By Sean Olson, University Relations

Dr. Eileen KohlenbergDr. Eileen Kohlenberg said the grant will help launch a quality PhD program at the School of Nursing.

UNCG’s nursing doctoral program will get off to a nice start, an $800,000-plus start.

A three-year grant of $810,000 will fund diversity efforts in the School of Nursing Ph. D. program, health care for under-served areas and populations and programs to decrease health disparities. The grant is from the U.S Department of Health and Human Services’ Health Resources and Services Administration.

The grant funds recruitment of 10 students for the nursing program, a goal that officials in the school of nursing have already surpassed. The first cohort of 12 students will begin classes this semester. The funds emphasize service to “under-served” areas, areas that traditionally have less-than-adequate health care such as poor or rural communities, and support the recruitment of students from these areas.

The grant also supports a curriculum that emphasizes special populations – women, children, older adults and minorities. Several courses in the doctoral program focus on health care disparities: the fact that these special populations tend to have inadequate care.

Finally, the grant will also support diversity among students and faculty. Of the 12 students entering the nursing doctoral program this year, three (25 percent) are ethnic minorities. Of the instructors, two are minorities. The grant will provide for continued recruiting of minority students and faculty and will also support a culturally sensitive curriculum.

Specifically, the grant will fund salaries for faculty, recruitment, consultants, equipment and supplies for the new program.

“This HRSA grant will help us establish a quality doctoral program with the resources that we need,” said Dr. Eileen Kohlenberg, the associate dean with UNCG School of Nursing who spearheaded the grant project. “It will help us establish a curriculum that focuses on health promotion, decreases health disparities and promotes the recruitment of minorities in the program.”

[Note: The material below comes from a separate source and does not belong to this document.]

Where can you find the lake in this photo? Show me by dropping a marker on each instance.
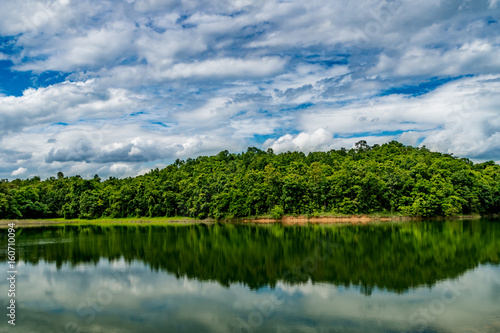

The doctorate in nursing was approved by the UNC System Board of Governors last fall, and addresses what Kohlenberg and other experts say is a growing problem in nursing – a shortage of nurses with doctorates to fill positions as clinical researchers, nurse administrators and college and university faculty. According to the American Association of Colleges of Nursing, there were 614 faculty vacancies at 300 colleges and universities across the country in 2003. And the need isn’t just a national one, according to Kohlenberg.

“Certainly in North Carolina we have a need for nurse administrators, educators and clinical researchers who are doctorally prepared,” Kohlenberg said.